My column at Role/Reboot this week features an interview with the founder of masculinity studies, the wonderful activist and scholar Michael Kimmel – and with his 13 year-old son Zachary, who has just started blogging about gender justice. As a father of two with a four-month old son, I wanted to do what I’ve done many times in the past; turn to Michael for some wisdom.
Excerpt:
When Zach was born, Michael had the same experience I’ve had with the birth of each of my children. Friends and family, knowing our views and what we do for a living, repeatedly told us both that “now you’ll see that biology really is destiny.” Kimmel noted that people tend to presume expertise resting solely on their own experience, issuing sweeping generalizations about gender roles “based on a sample size of one or two.”

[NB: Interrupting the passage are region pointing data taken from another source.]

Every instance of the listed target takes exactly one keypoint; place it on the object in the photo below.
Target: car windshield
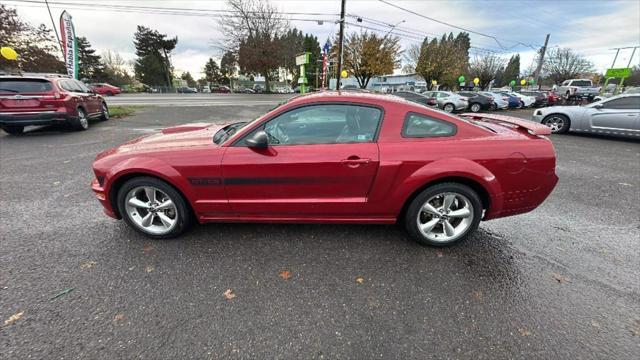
(16, 86)
(228, 131)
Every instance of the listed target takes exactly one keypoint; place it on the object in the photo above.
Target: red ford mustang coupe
(335, 157)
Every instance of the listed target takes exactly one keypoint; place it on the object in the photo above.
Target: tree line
(261, 42)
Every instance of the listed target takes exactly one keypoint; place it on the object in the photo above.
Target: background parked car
(105, 89)
(449, 101)
(417, 98)
(221, 89)
(47, 100)
(500, 102)
(477, 101)
(618, 115)
(540, 99)
(186, 90)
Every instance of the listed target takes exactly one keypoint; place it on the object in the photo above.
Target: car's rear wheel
(80, 122)
(443, 214)
(559, 124)
(449, 107)
(153, 208)
(105, 112)
(13, 129)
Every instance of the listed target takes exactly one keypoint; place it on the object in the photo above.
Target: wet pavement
(560, 282)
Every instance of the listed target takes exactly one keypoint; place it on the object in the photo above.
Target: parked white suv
(448, 101)
(578, 87)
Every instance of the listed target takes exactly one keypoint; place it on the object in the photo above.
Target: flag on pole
(69, 44)
(325, 55)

Though the Kimmels never foisted feminist activism onto their son, since hitting his teens, Zach has increasingly embraced gender justice as part of his calling. Though he admitted that a lot of his eighth-grade peers don’t really understand feminism, Zach said they do mostly understand the problems of sexualization and perfectionism he wrote about in his Spark Summit piece. Michael pointed out that Zach also lives out his feminism in a less obvious way. Since he first started school, he’s had friends of both sexes. Even now, well into puberty, Zach maintains close friendships with girls as well as boys. “It’s difficult to dehumanize or objectify someone you know and like,” Michael argues, a point with which his son vigorously agrees. By consciously pushing back against the socialized mystification of the opposite sex, Zach is bridging the artificial but rigid gender divide. “It’s a lot easier for me to be friends with girls than it is for most of my friends,” the younger Kimmel says, lamenting the unnecessary “drama” and “misunderstanding” that characterizes too many cross-sex friendships in his middle school.
When I asked about how things had changed for teen guys since Michael was his son’s age, the elder Kimmel brought up his son’s yearbook. In addition to several good female friends, Zach also has several wonderful male buddies. Last spring, one of the best of these signed Zach’s yearbook with an entirely un-ironic “I love you.” Michael and I laughed ruefully about how dangerous it would have been for any boy to have written that in another guy’s yearbook when we were 13; Zach averred that these displays of masculine devotion are “normal and accepted” in his school. As his father put it (echoing the recent excellent work of C.J. Pascoe), male homophobia has “disappeared so fast, it’s like it’s fallen off a cliff” within just the past decade.